KCA also uses supply fees for monthly or unit assemblies, and end of the year celebration or assemblies.  If we have glow sticks to shine a light on hunger or corn dogs to encourage adventure, it is paid for with the supply fee.

How is on-campus discipline implemented?

We set expectations for our students in the area of classroom behavior, recess and lunchtime behavior, language, and decorum. These are outlined in the KCA Family Handbook. Any problems which the on-campus staff cannot resolve will be referred to the director. We will discuss any ongoing problems with parents since we believe that the ultimate responsibility for appropriate behavior lies with parents. The KCA Family Handbook provides full details on our discipline policy, and the KCA Director or Administrator is available to answer specific questions.

As a general rule, classroom actions which evidence disrespect, lack of courtesy, general disturbance, abuse of permission, incomplete homework, lateness and other offenses shall be handled by the teacher. Situations that the teacher evaluates as chronic, flagrant, or otherwise worthy of special handling will be referred to the Director or the Administrator.
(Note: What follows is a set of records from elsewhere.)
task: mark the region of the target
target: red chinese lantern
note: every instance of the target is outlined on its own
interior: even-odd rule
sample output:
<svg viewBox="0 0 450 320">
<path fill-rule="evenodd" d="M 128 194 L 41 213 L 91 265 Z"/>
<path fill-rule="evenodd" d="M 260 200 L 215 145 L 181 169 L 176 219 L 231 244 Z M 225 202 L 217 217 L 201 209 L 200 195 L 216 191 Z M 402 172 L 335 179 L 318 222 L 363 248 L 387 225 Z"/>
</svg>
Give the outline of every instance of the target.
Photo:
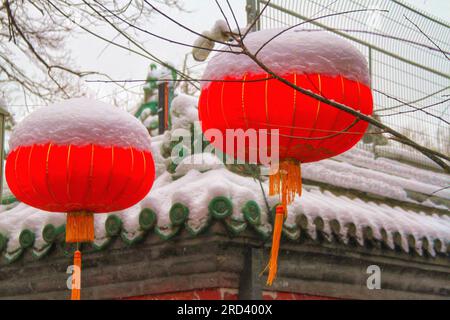
<svg viewBox="0 0 450 320">
<path fill-rule="evenodd" d="M 251 53 L 291 83 L 371 115 L 372 93 L 367 62 L 349 42 L 324 31 L 281 30 L 250 33 L 244 40 Z M 226 48 L 223 48 L 224 50 Z M 276 276 L 279 239 L 287 205 L 301 195 L 301 163 L 336 156 L 354 146 L 368 123 L 306 96 L 271 78 L 246 55 L 218 53 L 209 62 L 199 101 L 202 129 L 279 130 L 279 170 L 270 176 L 270 194 L 280 195 L 276 210 L 268 284 Z M 273 133 L 272 133 L 273 134 Z M 261 140 L 260 136 L 257 137 Z M 269 153 L 276 146 L 267 145 Z M 227 154 L 234 149 L 211 141 Z M 248 139 L 245 160 L 252 151 Z M 236 156 L 235 156 L 236 157 Z M 257 162 L 260 162 L 259 156 Z"/>
<path fill-rule="evenodd" d="M 66 212 L 66 242 L 94 240 L 94 213 L 142 200 L 155 177 L 150 136 L 133 116 L 104 103 L 72 99 L 43 107 L 11 138 L 6 179 L 20 201 Z M 81 255 L 74 264 L 81 267 Z M 79 289 L 72 299 L 79 299 Z"/>
</svg>

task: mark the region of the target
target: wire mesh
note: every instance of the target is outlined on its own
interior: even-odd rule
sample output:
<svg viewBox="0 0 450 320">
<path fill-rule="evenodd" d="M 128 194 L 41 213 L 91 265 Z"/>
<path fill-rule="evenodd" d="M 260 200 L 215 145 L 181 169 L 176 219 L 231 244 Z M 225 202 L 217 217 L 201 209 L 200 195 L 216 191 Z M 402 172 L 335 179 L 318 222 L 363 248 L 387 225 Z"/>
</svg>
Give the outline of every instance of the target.
<svg viewBox="0 0 450 320">
<path fill-rule="evenodd" d="M 261 10 L 267 0 L 257 0 Z M 339 14 L 352 10 L 378 9 Z M 450 154 L 450 25 L 399 0 L 272 0 L 260 29 L 303 23 L 297 29 L 328 30 L 352 41 L 369 61 L 375 114 L 414 141 Z M 419 110 L 417 110 L 419 109 Z M 359 144 L 372 150 L 372 146 Z M 408 153 L 428 162 L 410 147 L 391 142 L 389 153 Z M 383 148 L 377 153 L 383 155 Z"/>
</svg>

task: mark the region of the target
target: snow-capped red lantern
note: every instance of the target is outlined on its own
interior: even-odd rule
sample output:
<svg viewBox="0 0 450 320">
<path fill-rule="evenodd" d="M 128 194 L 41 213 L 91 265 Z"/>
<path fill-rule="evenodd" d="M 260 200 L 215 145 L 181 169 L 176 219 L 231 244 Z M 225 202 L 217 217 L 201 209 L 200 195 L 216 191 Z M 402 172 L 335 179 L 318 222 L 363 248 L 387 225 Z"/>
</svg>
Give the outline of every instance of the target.
<svg viewBox="0 0 450 320">
<path fill-rule="evenodd" d="M 250 33 L 244 43 L 250 53 L 257 53 L 259 61 L 291 83 L 365 115 L 372 114 L 367 61 L 353 45 L 325 31 L 289 30 L 276 36 L 281 31 Z M 214 128 L 225 135 L 227 129 L 265 129 L 270 135 L 274 134 L 270 130 L 279 130 L 280 164 L 277 173 L 270 176 L 269 190 L 271 195 L 281 196 L 268 265 L 271 284 L 287 205 L 295 194 L 301 194 L 300 164 L 347 151 L 362 138 L 368 123 L 273 79 L 244 54 L 216 54 L 203 78 L 212 80 L 203 84 L 199 101 L 204 132 Z M 271 139 L 265 140 L 264 147 L 270 153 L 276 146 L 271 145 Z M 236 152 L 211 142 L 227 154 Z M 257 146 L 261 147 L 259 142 Z M 248 160 L 248 140 L 244 149 L 244 160 Z"/>
<path fill-rule="evenodd" d="M 139 120 L 85 98 L 36 110 L 9 145 L 12 193 L 35 208 L 66 212 L 66 242 L 93 241 L 93 214 L 136 204 L 155 177 L 150 135 Z"/>
</svg>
These situations will be dealt with according to the guidelines outlined in the KCA Family Handbook.  

Students are expected to demonstrate the following behaviors and characteristics:
Integrity in the keeping of one’s word, speaking the truth, doing one’s own work, carrying out responsibility (doing assignments adequately and on time) and respecting authority.
Respect for self, Katy Classical Academy and its staff and students, and the property of others.
Courtesy extended in all relationships – student to student or student to teacher/staff.
Stewardship of the property, supplies, and equipment of Katy Classical Academy, as well as Trinity Baptist Church.
Preparation for class and readiness to learn.
Reconciliation through Biblical and appropriate repentance and forgiveness when offenses have been committed or received.

What exactly is meant by "parental involvement" at KCA?

The primary way that parents are involved is facilitating your student's at-home learning on the satellite days. We also expect parents to be available for volunteer opportunities.  We require one parent per student per year to volunteer at a KCA event.  These events may include field trips, Chick-fil-A lunch days, Christmas parties, or serving as "Room Parent."  We welcome and encourage the involvement of our parents!